New Processs Could Allow For 100% Sustainable Aviation Fuel
Last Updated on: 19th October 2022, 11:35 am
A collaboration between the National Renewable Energy Laboratory, the Massachusetts Institute of Technology, and Washington State University has opened the door to sustainable aviation fuel. The new processes could allow for 100% sustainable aviation fuel, which would reduce the environmental impacts of aviation.
Jet fuel is a key component of aviation. It makes planes fly and is responsible for a large percentage of greenhouse gas emissions. Sustainable aviation fuel would reduce these emissions, making aviation more sustainable overall.
The aviation industry is one of the key contributors to climate change, and it is looking for ways to reduce its carbon emissions. A new study from MIT, Washington State University, and the Department of Energy’s National Renewable Energy Laboratory (NREL) has found a way to use lignin as a path toward a drop-in 100% sustainable aviation fuel.
Lignin makes up the rigid part of plant cell walls. Other plant parts are utilized for biofuels, but lignin has generally been overlooked because of the difficulty in chemically breaking it down and turning it into useful compounds. However, the new process developed by the researchers is able to break down lignin into its constituent molecules, which can then be turned into fuels.
Sustainability is becoming increasingly important in the aviation industry as airlines pledge to drastically reduce carbon emissions. In 2019, airlines utilized 106 billion gallons of jet fuel worldwide, a figure that is predicted to more than quadruple by 2050. To achieve the industry’s aim of net carbon neutrality over that time period, major deployment of sustainable aviation fuel (SAF) with high blend limits with conventional fuel will be required.
Use Of Lignin As A Blendstock
One major obstacle to the widespread deployment of SAF is the lack of sustainable jet fuel sources. One promising avenue for achieving this goal is the use of lignin as a blendstock. Lignin is a waste product from the paper and pulp industry, and its extraction has previously been shown to be a highly energy-intensive process.
Recently, a team of researchers from the University of Minnesota released a study demonstrating a process they created to extract the oxygen from lignin so that the resultant hydrocarbons may be utilized as a blendstock for jet fuel. The research was recently published in the journal Joule.
New Work Allows The SAF To Have Fuel System Compatibility
Earlier this year, researchers unveiled a new process that could allow for a 100% sustainable aviation fuel. The lignin pathway described in this new work allows the SAF to have fuel system compatibility at higher blend ratios, making it a more viable option for the future of aviation.
Lignin is a recalcitrant material that is typically burned for heat and power or used only in low-value applications. Previous research has yielded lignin oils with high oxygen contents ranging from 27% to 34%. However, to be used as jet fuel that amount must be reduced to less than half-percent.
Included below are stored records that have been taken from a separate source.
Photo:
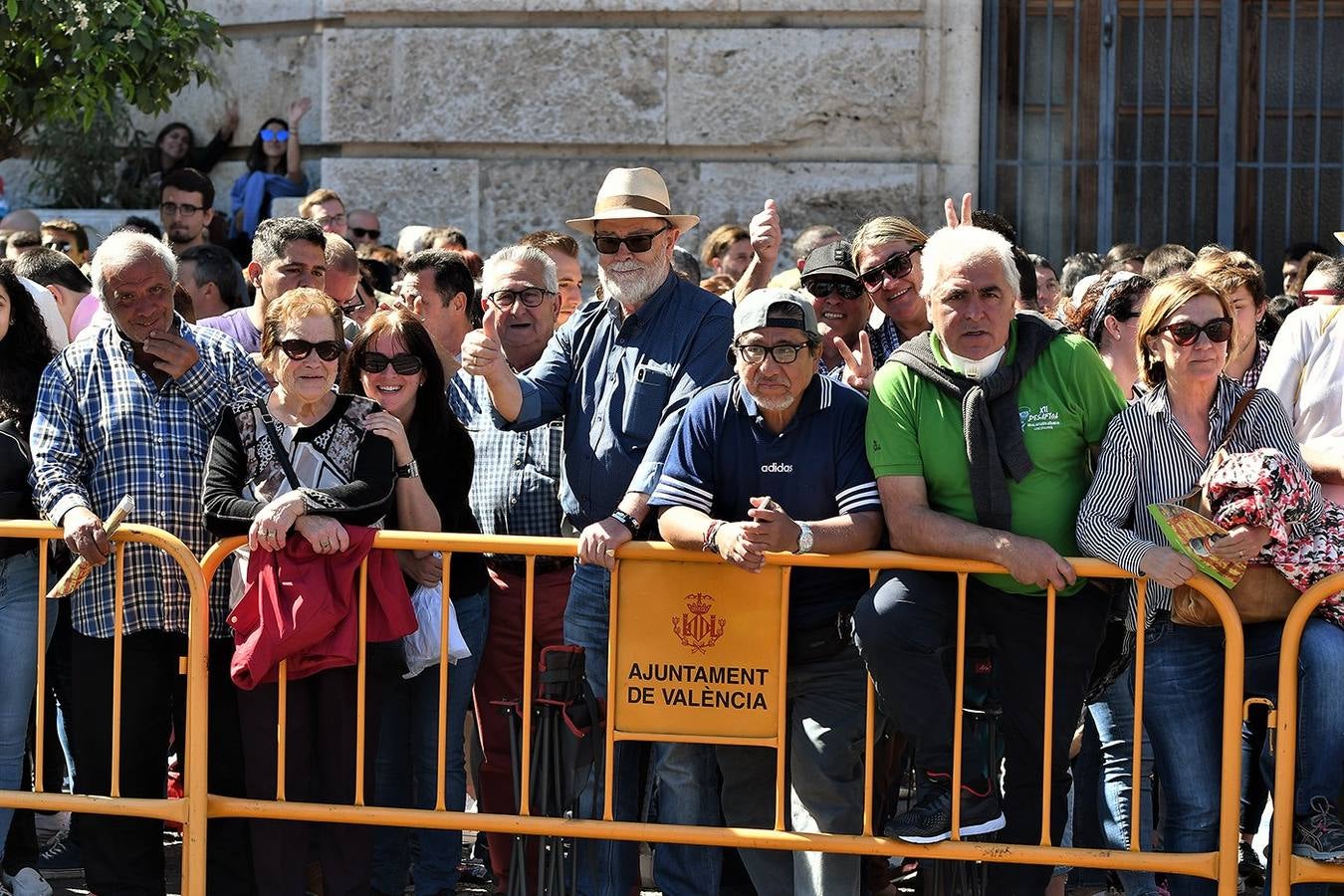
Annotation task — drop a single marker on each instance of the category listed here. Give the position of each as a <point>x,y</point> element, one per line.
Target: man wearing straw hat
<point>621,372</point>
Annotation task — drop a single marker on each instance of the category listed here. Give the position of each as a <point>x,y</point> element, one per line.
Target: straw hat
<point>630,193</point>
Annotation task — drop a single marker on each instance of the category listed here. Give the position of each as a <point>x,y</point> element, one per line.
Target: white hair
<point>521,256</point>
<point>952,247</point>
<point>126,246</point>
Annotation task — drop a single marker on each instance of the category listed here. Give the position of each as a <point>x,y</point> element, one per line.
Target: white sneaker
<point>29,883</point>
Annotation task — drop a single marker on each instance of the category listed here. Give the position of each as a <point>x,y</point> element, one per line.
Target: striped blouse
<point>1147,457</point>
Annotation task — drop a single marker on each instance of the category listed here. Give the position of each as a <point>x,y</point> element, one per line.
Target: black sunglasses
<point>531,297</point>
<point>897,265</point>
<point>302,348</point>
<point>821,287</point>
<point>634,242</point>
<point>1187,332</point>
<point>406,364</point>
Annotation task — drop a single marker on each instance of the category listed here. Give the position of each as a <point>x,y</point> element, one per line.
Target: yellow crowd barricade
<point>1286,868</point>
<point>188,811</point>
<point>661,590</point>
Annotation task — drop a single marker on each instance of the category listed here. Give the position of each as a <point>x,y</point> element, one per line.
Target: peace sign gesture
<point>951,211</point>
<point>857,362</point>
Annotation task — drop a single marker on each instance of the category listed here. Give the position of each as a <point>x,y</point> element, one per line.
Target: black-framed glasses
<point>782,352</point>
<point>300,348</point>
<point>822,287</point>
<point>897,265</point>
<point>531,297</point>
<point>403,362</point>
<point>634,242</point>
<point>169,210</point>
<point>1187,332</point>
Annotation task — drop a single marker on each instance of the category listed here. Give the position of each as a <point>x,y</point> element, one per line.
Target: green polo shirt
<point>1064,400</point>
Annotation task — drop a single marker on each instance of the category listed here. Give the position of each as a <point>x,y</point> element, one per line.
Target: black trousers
<point>125,856</point>
<point>906,627</point>
<point>319,768</point>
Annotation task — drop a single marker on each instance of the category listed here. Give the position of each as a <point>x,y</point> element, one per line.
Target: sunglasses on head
<point>897,265</point>
<point>1187,332</point>
<point>405,362</point>
<point>821,287</point>
<point>634,242</point>
<point>300,348</point>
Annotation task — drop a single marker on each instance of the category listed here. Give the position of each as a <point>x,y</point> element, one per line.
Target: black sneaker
<point>1248,866</point>
<point>61,857</point>
<point>930,818</point>
<point>1319,835</point>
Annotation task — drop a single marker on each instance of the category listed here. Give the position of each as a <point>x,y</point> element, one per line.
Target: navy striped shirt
<point>1148,458</point>
<point>814,469</point>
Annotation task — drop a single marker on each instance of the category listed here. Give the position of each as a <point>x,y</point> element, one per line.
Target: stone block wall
<point>503,115</point>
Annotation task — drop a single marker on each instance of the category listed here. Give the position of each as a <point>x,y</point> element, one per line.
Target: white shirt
<point>1305,368</point>
<point>46,303</point>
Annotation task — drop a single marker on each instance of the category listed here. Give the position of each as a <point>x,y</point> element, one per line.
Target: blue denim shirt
<point>621,384</point>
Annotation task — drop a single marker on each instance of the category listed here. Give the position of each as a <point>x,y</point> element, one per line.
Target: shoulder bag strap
<point>281,453</point>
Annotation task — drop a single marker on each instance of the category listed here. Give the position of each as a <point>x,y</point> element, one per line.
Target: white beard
<point>633,287</point>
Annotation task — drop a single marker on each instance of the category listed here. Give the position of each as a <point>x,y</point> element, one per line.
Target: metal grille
<point>1151,122</point>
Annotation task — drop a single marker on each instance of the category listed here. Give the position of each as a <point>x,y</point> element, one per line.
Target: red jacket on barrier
<point>304,607</point>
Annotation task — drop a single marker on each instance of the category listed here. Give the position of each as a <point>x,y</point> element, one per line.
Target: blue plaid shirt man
<point>103,430</point>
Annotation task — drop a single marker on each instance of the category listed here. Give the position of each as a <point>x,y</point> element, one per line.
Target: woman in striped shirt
<point>1156,450</point>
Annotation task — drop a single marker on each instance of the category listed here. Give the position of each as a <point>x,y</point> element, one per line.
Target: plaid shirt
<point>103,430</point>
<point>517,483</point>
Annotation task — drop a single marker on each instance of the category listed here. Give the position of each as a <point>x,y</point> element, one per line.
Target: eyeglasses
<point>531,297</point>
<point>783,353</point>
<point>302,348</point>
<point>171,210</point>
<point>895,266</point>
<point>405,362</point>
<point>820,288</point>
<point>1187,332</point>
<point>634,242</point>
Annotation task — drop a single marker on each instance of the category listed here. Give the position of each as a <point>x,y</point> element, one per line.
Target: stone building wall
<point>503,115</point>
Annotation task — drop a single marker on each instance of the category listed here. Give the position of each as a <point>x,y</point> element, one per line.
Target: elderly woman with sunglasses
<point>344,473</point>
<point>394,361</point>
<point>1153,452</point>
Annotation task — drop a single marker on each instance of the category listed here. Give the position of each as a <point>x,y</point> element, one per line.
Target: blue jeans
<point>687,774</point>
<point>1114,718</point>
<point>18,666</point>
<point>1183,687</point>
<point>407,762</point>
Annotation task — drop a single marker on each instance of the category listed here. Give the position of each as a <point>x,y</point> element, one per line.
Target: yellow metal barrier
<point>188,811</point>
<point>1286,868</point>
<point>1218,865</point>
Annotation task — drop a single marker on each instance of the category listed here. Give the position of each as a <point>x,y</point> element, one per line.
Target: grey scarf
<point>991,422</point>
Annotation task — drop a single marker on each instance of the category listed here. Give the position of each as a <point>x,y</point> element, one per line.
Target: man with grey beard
<point>621,372</point>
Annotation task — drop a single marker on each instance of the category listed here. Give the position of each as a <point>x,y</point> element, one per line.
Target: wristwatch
<point>803,538</point>
<point>626,520</point>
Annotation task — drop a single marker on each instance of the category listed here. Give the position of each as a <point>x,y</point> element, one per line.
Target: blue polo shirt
<point>725,454</point>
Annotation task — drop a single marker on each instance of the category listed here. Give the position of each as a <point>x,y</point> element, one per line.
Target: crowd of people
<point>936,391</point>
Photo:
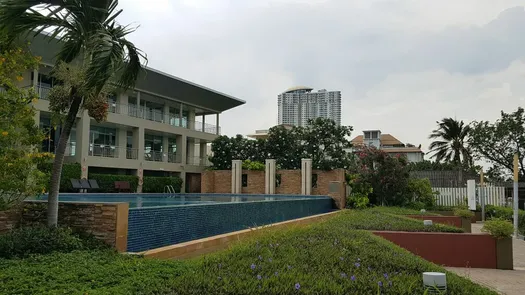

The lignin pathway described in this new work allows for the SAF to have fuel system compatibility at higher blend ratios, which could make it a more viable option for the future of aviation. In addition, the pathway is sustainable, which is something that the aviation industry is looking for more of.
This new process has the potential to reduce the amount of aviation fuel that needs to be produced, and it could also be used to produce sustainable aviation fuel. The process uses earth-abundant molybdenum carbide as the catalyst, and it is able to reduce the oxygen content of aviation fuel to about 1%. This is a significant step forward, and it could lead to much more sustainable aviation fuel in the future.